The Independent reports that the U.S. State Department was warned about threats to its embassies 48 hours before the attack in Benghazi, but did not respond with heightened security:
According to senior diplomatic sources, the US State Department had credible information 48 hours before mobs charged the consulate in Benghazi, and the embassy in Cairo, that American missions may be targeted, but no warnings were given for diplomats to go on high alert and “lockdown”, under which movement is severely restricted.
The Obama administration denies this, telling Politico there’s no intelligence indicating the attacks were planned in advance. While there were clearly breakdowns in State Department security, it’s hard to believe the Obama administration would have intelligence of an attack and not respond by heightening security.

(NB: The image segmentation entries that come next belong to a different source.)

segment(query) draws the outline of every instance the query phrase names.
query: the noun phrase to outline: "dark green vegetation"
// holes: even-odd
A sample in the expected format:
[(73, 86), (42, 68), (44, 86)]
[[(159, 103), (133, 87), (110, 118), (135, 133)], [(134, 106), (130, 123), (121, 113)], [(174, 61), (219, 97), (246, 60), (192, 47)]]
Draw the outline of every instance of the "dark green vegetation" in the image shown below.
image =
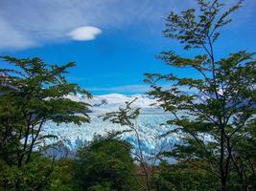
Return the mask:
[[(91, 96), (65, 79), (74, 63), (57, 66), (39, 58), (2, 57), (11, 67), (0, 69), (0, 190), (256, 190), (254, 53), (241, 51), (221, 59), (215, 55), (221, 30), (231, 22), (229, 16), (242, 1), (227, 11), (218, 0), (198, 3), (198, 11), (171, 12), (164, 33), (191, 54), (200, 53), (183, 57), (168, 51), (159, 56), (177, 71), (194, 70), (197, 77), (146, 74), (145, 81), (152, 87), (149, 95), (175, 117), (167, 123), (175, 128), (163, 137), (175, 134), (183, 139), (172, 151), (154, 156), (159, 166), (150, 165), (140, 148), (133, 121), (139, 109), (133, 109), (132, 102), (103, 117), (127, 125), (135, 134), (139, 146), (135, 159), (131, 145), (121, 140), (119, 133), (96, 137), (74, 159), (43, 156), (49, 148), (45, 140), (53, 138), (41, 134), (46, 121), (89, 122), (89, 105), (64, 96)], [(161, 88), (161, 81), (172, 88)], [(180, 111), (186, 114), (181, 116)], [(165, 161), (168, 158), (176, 163)]]

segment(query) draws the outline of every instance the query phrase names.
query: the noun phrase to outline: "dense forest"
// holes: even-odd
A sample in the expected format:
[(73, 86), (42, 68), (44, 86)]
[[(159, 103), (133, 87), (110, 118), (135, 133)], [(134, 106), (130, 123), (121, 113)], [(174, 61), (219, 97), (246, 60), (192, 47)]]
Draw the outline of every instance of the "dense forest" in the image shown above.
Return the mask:
[[(48, 149), (61, 144), (46, 144), (55, 138), (41, 133), (47, 121), (90, 122), (90, 104), (65, 96), (92, 95), (67, 80), (74, 62), (59, 66), (38, 57), (2, 56), (10, 67), (0, 69), (0, 190), (256, 190), (255, 53), (242, 50), (220, 58), (215, 49), (221, 30), (244, 1), (229, 8), (221, 0), (197, 3), (197, 8), (170, 12), (163, 32), (194, 56), (175, 51), (157, 56), (171, 68), (193, 70), (197, 75), (145, 74), (151, 88), (147, 94), (174, 116), (166, 124), (175, 128), (161, 137), (182, 139), (153, 159), (141, 148), (135, 124), (140, 108), (133, 107), (133, 101), (100, 117), (127, 131), (95, 136), (71, 158), (47, 155)], [(138, 152), (121, 138), (127, 132), (135, 135)]]

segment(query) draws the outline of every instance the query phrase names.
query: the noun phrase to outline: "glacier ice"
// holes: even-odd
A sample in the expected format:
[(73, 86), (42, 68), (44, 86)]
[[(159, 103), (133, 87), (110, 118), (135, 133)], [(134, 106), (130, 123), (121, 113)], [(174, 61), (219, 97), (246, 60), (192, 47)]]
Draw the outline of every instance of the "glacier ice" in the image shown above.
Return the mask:
[[(159, 136), (172, 129), (171, 126), (162, 124), (171, 119), (172, 115), (164, 113), (162, 109), (155, 105), (155, 100), (149, 96), (111, 94), (94, 96), (93, 99), (90, 100), (81, 95), (69, 95), (67, 97), (76, 101), (89, 102), (92, 105), (89, 113), (91, 122), (82, 123), (81, 126), (74, 123), (61, 123), (57, 125), (53, 122), (47, 122), (43, 128), (43, 134), (55, 135), (58, 137), (58, 139), (49, 139), (47, 144), (59, 140), (62, 142), (62, 147), (51, 151), (56, 155), (59, 153), (63, 155), (65, 152), (71, 155), (76, 153), (82, 144), (92, 140), (95, 135), (105, 135), (110, 131), (128, 129), (128, 127), (113, 124), (109, 121), (103, 121), (99, 116), (107, 112), (117, 111), (119, 107), (125, 106), (126, 101), (131, 101), (135, 97), (137, 97), (137, 99), (133, 103), (133, 107), (140, 107), (141, 114), (134, 122), (139, 132), (143, 152), (145, 152), (146, 155), (151, 155), (156, 153), (159, 149), (163, 149), (163, 147), (165, 147), (165, 149), (171, 148), (174, 143), (179, 141), (175, 137), (158, 138)], [(138, 149), (137, 139), (133, 132), (125, 133), (121, 137), (130, 142), (135, 151)]]

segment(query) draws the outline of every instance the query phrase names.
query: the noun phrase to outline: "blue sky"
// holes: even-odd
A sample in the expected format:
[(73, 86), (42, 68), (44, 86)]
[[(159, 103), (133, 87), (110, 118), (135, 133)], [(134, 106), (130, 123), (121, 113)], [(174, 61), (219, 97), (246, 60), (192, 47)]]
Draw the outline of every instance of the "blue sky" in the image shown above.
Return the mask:
[[(0, 54), (39, 56), (57, 64), (76, 61), (69, 80), (95, 95), (145, 93), (144, 73), (195, 74), (155, 59), (163, 50), (190, 56), (161, 32), (168, 12), (194, 5), (194, 0), (2, 0)], [(255, 17), (256, 1), (245, 0), (216, 44), (220, 57), (239, 50), (255, 52)]]

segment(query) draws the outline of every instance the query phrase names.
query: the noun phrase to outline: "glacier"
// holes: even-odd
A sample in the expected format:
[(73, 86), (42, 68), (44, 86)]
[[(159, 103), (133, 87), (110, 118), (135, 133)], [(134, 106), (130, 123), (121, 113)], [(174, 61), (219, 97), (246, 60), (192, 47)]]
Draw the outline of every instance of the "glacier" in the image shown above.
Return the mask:
[[(73, 156), (76, 151), (93, 139), (96, 135), (104, 136), (111, 131), (123, 131), (128, 129), (126, 126), (113, 124), (109, 121), (104, 121), (101, 115), (108, 112), (117, 111), (119, 107), (124, 107), (126, 101), (132, 101), (132, 106), (141, 108), (141, 113), (136, 121), (136, 129), (141, 138), (141, 146), (145, 155), (154, 155), (160, 150), (169, 150), (175, 143), (179, 142), (179, 138), (175, 136), (168, 138), (159, 138), (161, 135), (172, 130), (173, 127), (164, 124), (167, 120), (172, 119), (173, 116), (165, 113), (157, 106), (155, 99), (147, 95), (104, 95), (95, 96), (92, 99), (87, 99), (82, 95), (69, 95), (66, 96), (75, 101), (84, 101), (92, 107), (88, 114), (91, 117), (90, 123), (82, 123), (78, 126), (74, 123), (61, 123), (57, 125), (48, 121), (43, 128), (43, 135), (54, 135), (58, 138), (50, 138), (45, 144), (54, 142), (61, 142), (61, 146), (53, 147), (48, 150), (48, 154), (57, 156)], [(134, 132), (128, 132), (121, 135), (124, 138), (131, 143), (134, 151), (138, 150), (137, 138)]]

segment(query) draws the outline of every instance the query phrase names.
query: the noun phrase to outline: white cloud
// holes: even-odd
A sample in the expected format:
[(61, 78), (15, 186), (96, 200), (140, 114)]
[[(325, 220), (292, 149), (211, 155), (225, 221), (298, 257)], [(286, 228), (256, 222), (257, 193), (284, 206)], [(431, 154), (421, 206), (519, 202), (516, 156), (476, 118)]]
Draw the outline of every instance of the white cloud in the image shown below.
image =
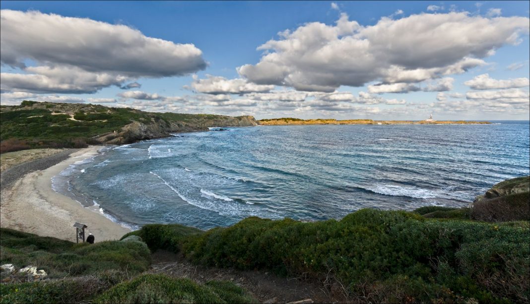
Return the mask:
[(91, 93), (111, 85), (119, 85), (127, 79), (64, 66), (29, 67), (25, 70), (29, 74), (0, 74), (0, 89), (38, 93)]
[(156, 93), (149, 94), (141, 91), (128, 91), (118, 94), (125, 99), (132, 99), (141, 100), (162, 100), (165, 97)]
[(423, 88), (426, 92), (443, 92), (453, 90), (453, 83), (455, 79), (451, 77), (444, 77), (427, 84)]
[(425, 92), (441, 92), (453, 89), (454, 78), (445, 77), (427, 83), (426, 86), (421, 87), (417, 84), (407, 83), (397, 83), (389, 84), (379, 84), (368, 86), (370, 93), (381, 94), (383, 93), (409, 93), (423, 91)]
[(254, 100), (267, 101), (304, 101), (307, 97), (307, 93), (293, 90), (278, 91), (270, 93), (252, 93), (245, 94), (245, 97)]
[[(0, 61), (29, 73), (2, 73), (2, 90), (93, 93), (140, 77), (180, 76), (206, 66), (194, 45), (147, 37), (124, 25), (10, 10), (0, 11)], [(39, 66), (26, 67), (28, 60)], [(130, 87), (138, 87), (126, 86)]]
[(510, 65), (508, 66), (507, 67), (506, 67), (506, 69), (510, 71), (515, 71), (518, 70), (519, 69), (520, 69), (523, 67), (525, 66), (525, 65), (528, 63), (528, 61), (526, 60), (524, 61), (519, 61), (517, 62), (514, 62), (510, 64)]
[(131, 83), (128, 83), (126, 85), (122, 85), (120, 87), (120, 88), (122, 90), (130, 90), (131, 88), (140, 88), (142, 87), (142, 85), (136, 82), (131, 82)]
[(519, 43), (528, 24), (527, 17), (462, 12), (383, 17), (361, 26), (343, 13), (335, 25), (313, 22), (282, 32), (258, 48), (266, 51), (258, 64), (238, 71), (258, 84), (306, 91), (332, 92), (378, 81), (418, 82), (484, 64), (481, 58), (492, 50)]
[(528, 103), (530, 94), (519, 88), (498, 91), (476, 91), (468, 92), (466, 98), (477, 101), (496, 101), (504, 103)]
[(430, 11), (431, 12), (436, 12), (437, 11), (440, 11), (444, 9), (444, 6), (440, 6), (438, 5), (429, 5), (427, 6), (427, 11)]
[(90, 103), (109, 103), (118, 102), (114, 98), (89, 98), (86, 101)]
[(445, 94), (443, 92), (439, 92), (436, 94), (436, 100), (438, 101), (444, 101), (446, 100), (447, 97), (445, 96)]
[(485, 74), (476, 76), (475, 78), (464, 82), (464, 84), (473, 90), (511, 88), (530, 86), (530, 79), (524, 77), (497, 80), (490, 78), (489, 75)]
[(498, 17), (501, 15), (502, 12), (500, 8), (490, 8), (486, 13), (486, 16), (488, 17)]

Whether or not the Obama administration was aware of the threat, it seems more likely by the day that these attacks were planned in advance. The simultaneous embassy breaches in Cairo and Benghazi, the fact that both were reportedly instigated by terrorist groups, the precision of the mortar attacks in Benghazi, and the militants’ apparent knowledge of the embassy safehouse all point to advance planning.
Captain Fathi al-Obeidi, commander of a special operations force for the February 17 brigade, who responded to the attack that night, said it appeared to be a two-pronged operation that was plotted beforehand.
“I don’t know how they found the place to carry out the attack. It was planned, the accuracy with which the mortars hit us was too good for any ordinary revolutionaries,” Obeidi told the Independent. “It began to rain down on us, about six mortars fell directly on the path to the villa.”
Another indication that these weren’t just instances of spontaneous mob violence: sensitive documents were reportedly stolen from the U.S. embassy in Benghazi, which is something that you would expect from a terrorist cell, but not a crowd of rampaging religious zealots. The Independent reports:
The US administration is now facing a crisis in Libya. Sensitive documents have gone missing from the consulate in Benghazi and the supposedly secret location of the “safe house” in the city, where the staff had retreated, came under sustained mortar attack. Other such refuges across the country are no longer deemed “safe”.
Some of the missing papers from the consulate are said to list names of Libyans who are working with Americans, putting them potentially at risk from extremist groups, while some of the other documents are said to relate to oil contracts.
At Powerline, John Hinderaker calls for a Congressional investigation. That certainly seems necessary. In the best case, this was a devastating security bungle by the State Department. In the worst case, the U.S. government failed to respond to red flags of a looming terrorist attack.